Public health officials in western Finland say that no new cases of measles have been found since a child was diagnosed with the highly contagious illness in late November in the small town of Larsmo. Some patients have been tested for suspected cases, but the health centre in neighbouring Jakobstad says that there are no strong suspicions of new cases.
However they warn that more cases are still possible, as the child had been in contact with many other people before being diagnosed on 29 November, and measles can have an incubation period of up to 21 days.
The pre-school child contracted the virus while on a family trip to the Middle East, where there is an ongoing measles epidemic.
Authorities were concerned that an epidemic could break out in Larsmo, where only about three quarters of small children have received the measles vaccine. The corresponding figure elsewhere in Finland is over 90 percent.
According to the World Health Organisation (WHO), at least 93-95 percent of a population must be vaccinated to establish so-called herd immunity against measles. The illness can be fatal, especially to those with poor general immunity due to other serious illnesses.
"Laestadian community does not generally oppose vaccinations"
Larsmo is a mostly Swedish-speaking municipality of some 5,000 people, many of them members of fundamentalist religious communities. The child who fell ill is from a conservative Laestadian Lutheran family and had visited a prayer room where other unvaccinated children were present before being diagnosed.

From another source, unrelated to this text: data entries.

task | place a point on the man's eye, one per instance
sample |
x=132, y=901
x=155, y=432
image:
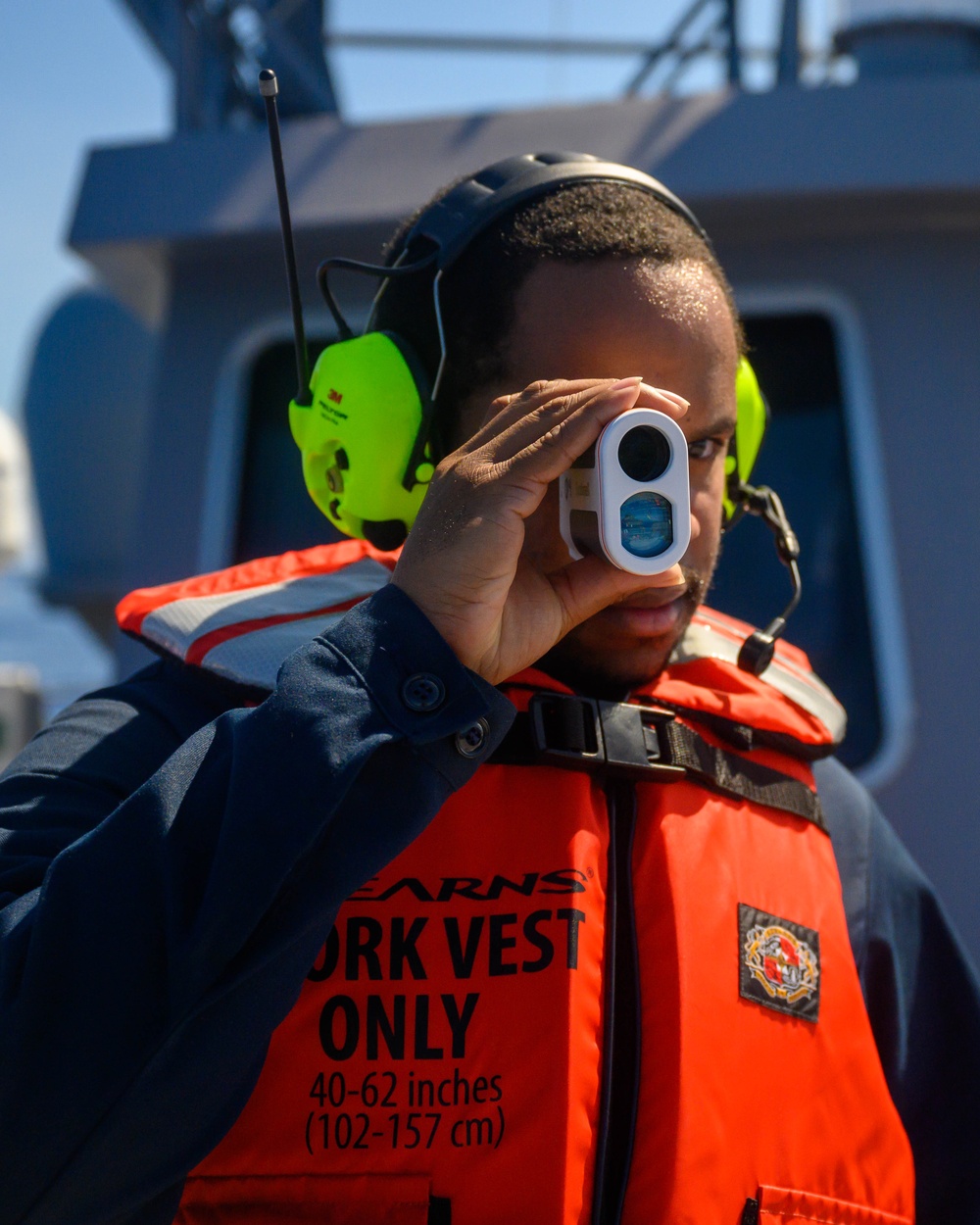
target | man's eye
x=705, y=449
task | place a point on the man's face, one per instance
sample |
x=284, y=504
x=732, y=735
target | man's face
x=615, y=318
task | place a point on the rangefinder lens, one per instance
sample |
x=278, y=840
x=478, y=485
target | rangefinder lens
x=645, y=454
x=646, y=520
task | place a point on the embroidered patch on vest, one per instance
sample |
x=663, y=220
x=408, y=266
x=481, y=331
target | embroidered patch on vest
x=778, y=963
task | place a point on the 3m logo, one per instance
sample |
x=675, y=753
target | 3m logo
x=778, y=963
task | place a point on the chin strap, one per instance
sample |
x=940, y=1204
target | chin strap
x=759, y=648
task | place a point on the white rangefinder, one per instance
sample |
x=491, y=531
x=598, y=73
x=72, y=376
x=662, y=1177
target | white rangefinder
x=628, y=496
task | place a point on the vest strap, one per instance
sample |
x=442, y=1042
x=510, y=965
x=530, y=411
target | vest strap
x=645, y=744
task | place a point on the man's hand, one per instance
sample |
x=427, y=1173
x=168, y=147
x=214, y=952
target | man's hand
x=462, y=562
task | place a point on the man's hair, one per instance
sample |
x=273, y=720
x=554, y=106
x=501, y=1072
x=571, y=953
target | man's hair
x=577, y=223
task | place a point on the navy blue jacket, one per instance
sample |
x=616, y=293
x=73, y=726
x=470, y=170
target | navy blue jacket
x=172, y=861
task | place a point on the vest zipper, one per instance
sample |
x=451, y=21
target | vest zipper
x=620, y=1073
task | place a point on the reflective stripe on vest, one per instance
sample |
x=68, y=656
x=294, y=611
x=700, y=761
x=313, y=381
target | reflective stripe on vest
x=452, y=1053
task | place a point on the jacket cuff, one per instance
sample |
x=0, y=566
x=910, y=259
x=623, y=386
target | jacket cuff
x=447, y=711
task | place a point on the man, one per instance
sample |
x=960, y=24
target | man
x=566, y=999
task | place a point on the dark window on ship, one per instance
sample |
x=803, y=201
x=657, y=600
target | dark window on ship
x=805, y=460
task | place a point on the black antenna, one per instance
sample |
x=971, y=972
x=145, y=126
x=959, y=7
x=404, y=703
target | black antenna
x=269, y=88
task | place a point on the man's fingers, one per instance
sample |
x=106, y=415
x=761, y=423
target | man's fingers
x=547, y=426
x=662, y=401
x=558, y=397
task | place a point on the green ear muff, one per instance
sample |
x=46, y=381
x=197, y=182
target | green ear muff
x=358, y=439
x=750, y=430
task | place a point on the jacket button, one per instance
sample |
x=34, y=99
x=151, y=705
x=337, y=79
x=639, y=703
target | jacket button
x=470, y=743
x=422, y=692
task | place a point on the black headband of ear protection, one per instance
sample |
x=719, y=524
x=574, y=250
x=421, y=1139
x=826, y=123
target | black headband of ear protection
x=454, y=221
x=468, y=209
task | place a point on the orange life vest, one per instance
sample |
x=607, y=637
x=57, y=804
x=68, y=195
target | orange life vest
x=566, y=981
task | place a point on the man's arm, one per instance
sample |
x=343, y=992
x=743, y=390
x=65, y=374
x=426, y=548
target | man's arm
x=167, y=878
x=921, y=995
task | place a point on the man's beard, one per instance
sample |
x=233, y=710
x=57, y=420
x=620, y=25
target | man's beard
x=612, y=677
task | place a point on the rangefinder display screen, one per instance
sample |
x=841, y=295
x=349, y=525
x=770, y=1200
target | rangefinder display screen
x=646, y=523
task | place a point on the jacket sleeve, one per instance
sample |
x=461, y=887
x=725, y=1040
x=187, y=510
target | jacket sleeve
x=167, y=877
x=921, y=995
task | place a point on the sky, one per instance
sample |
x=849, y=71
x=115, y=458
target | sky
x=81, y=74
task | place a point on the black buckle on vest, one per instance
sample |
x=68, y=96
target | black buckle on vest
x=616, y=738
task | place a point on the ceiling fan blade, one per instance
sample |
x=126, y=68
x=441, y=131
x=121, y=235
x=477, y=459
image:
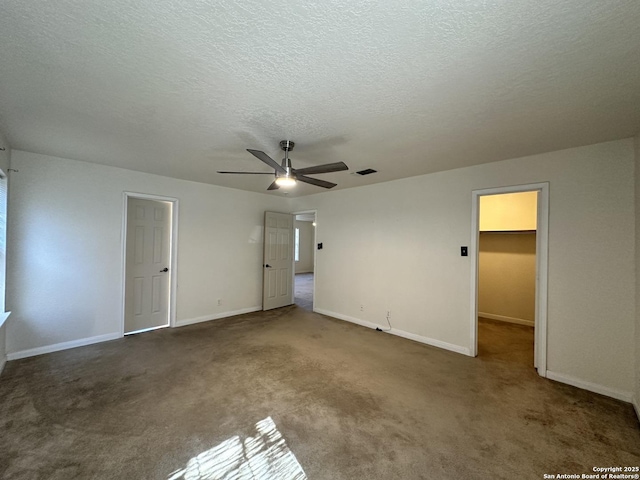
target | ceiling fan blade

Local paediatric nurse Katarina Palo tells Yle that the Finnish Laestadian community does not generally oppose vaccinations, but that peer pressure had built up in the area spurred by the writings of an anti-vaccination blogger.
Measles epidemics were common in Finland through the 1960s, breaking out every five to seven years, but the illness has been virtually eliminated in the country since 1970.
This year has seen a resurgence of the virus in Europe. The WHO says that a record 41,000 people were infected in the first half of the year, with 37 deaths. That is up from just over 5,000 cases just two years ago. The WHO attributes the explosion to lower numbers of people being vaccinated.
There was news last week of another measles infection in an adult in southern Finland's city of Espoo. According to city health officials, the individual contracted the disease while on a trip to Asia and received the vaccine during childhood, which reduces the risk of infecting others.